Stone in the garden
There was, as ever, stone to be seen in the gardens created for the Royal Horticultural Society\'s Chelsea Flower Show this year. And one of the most spectacular displays was in a garden created by Jinny Blom and sponsored by the champagne company Laurent Perrier. With Champagne being French, Jinny wanted to create a French garden and felt Totternhoe clunch provided just the right setting.
The garden included 36m of Totternhoe clunch walls - that is about 30 tonnes of it that was sent up to Perth in Scotland to the workshop of artist David Wilson before going back down to Chelsea. H G Clarke & Son supplied the stone and received frantic calls from Chelsea for more stone as the garden was put together, says Sheridan Clark, the wife of Angus who runs the family firm. Jinny Blom wanted the extra stone for a crushed stone path and to put around the plants. When the garden was finished, Angus and Sheridan were invited to Chelsea to admire the garden and enjoy a glass or two of Laurent Perrier Champagne.
Another garden using stone incorporated the pebble art of Janette Ireland of Ellel, Lancaster.
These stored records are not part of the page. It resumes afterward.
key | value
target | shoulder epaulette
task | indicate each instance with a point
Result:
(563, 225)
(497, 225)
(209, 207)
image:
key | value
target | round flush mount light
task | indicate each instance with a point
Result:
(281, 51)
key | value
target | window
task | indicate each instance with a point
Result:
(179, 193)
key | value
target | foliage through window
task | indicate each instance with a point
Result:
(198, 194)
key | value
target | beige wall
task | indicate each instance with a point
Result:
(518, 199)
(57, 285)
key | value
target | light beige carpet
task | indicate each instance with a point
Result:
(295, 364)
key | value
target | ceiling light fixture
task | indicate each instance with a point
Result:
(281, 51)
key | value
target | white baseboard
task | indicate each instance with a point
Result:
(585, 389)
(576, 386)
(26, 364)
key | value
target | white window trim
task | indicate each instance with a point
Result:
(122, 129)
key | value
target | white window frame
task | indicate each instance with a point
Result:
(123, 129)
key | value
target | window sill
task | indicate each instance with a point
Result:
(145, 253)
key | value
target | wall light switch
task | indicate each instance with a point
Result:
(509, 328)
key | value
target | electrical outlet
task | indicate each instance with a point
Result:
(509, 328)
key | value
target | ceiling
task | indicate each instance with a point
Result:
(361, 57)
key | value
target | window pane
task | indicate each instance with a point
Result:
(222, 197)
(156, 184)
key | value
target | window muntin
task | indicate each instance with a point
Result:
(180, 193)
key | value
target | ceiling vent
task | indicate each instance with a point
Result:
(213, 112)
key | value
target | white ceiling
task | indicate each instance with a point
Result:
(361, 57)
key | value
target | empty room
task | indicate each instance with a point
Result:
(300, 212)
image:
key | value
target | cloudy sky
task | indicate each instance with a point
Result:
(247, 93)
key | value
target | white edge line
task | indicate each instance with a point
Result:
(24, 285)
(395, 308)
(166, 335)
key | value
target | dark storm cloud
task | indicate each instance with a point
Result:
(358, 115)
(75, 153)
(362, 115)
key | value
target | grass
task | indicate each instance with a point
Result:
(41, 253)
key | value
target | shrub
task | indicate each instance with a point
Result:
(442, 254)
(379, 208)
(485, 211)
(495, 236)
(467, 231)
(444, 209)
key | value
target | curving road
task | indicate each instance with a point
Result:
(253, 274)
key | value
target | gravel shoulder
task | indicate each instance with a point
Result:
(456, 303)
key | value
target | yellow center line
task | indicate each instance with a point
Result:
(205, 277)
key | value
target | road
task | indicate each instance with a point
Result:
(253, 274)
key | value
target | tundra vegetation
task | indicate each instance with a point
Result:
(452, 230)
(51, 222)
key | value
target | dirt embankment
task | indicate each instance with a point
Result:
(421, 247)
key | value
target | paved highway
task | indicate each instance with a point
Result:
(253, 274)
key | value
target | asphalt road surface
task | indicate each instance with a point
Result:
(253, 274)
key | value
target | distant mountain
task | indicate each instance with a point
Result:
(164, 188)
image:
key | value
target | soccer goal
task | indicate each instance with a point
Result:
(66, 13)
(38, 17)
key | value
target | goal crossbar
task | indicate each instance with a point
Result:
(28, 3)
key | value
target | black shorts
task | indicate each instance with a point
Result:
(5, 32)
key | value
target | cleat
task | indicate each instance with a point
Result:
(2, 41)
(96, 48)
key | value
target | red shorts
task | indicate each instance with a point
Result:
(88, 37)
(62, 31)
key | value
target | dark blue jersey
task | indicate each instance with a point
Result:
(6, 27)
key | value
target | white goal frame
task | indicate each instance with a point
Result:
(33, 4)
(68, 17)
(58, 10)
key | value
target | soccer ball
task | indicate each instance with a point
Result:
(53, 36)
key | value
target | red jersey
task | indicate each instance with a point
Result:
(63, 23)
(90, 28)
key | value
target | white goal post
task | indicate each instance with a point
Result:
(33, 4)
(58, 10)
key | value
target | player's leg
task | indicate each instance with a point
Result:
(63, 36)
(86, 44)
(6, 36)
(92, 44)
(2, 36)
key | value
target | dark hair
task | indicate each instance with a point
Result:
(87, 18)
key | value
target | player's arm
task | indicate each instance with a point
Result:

Janette received a certificate of merit for her garden in the sundries section of the show. The design is called Mapping Life and depicts both the contours of mapping and the strata of rock. The pattern continued into the alpine planting where there were five varieties of thyme providing lemon fragrance. Janette also exhibited wall mounted pebble art depicting daisies, landscape and the sunset.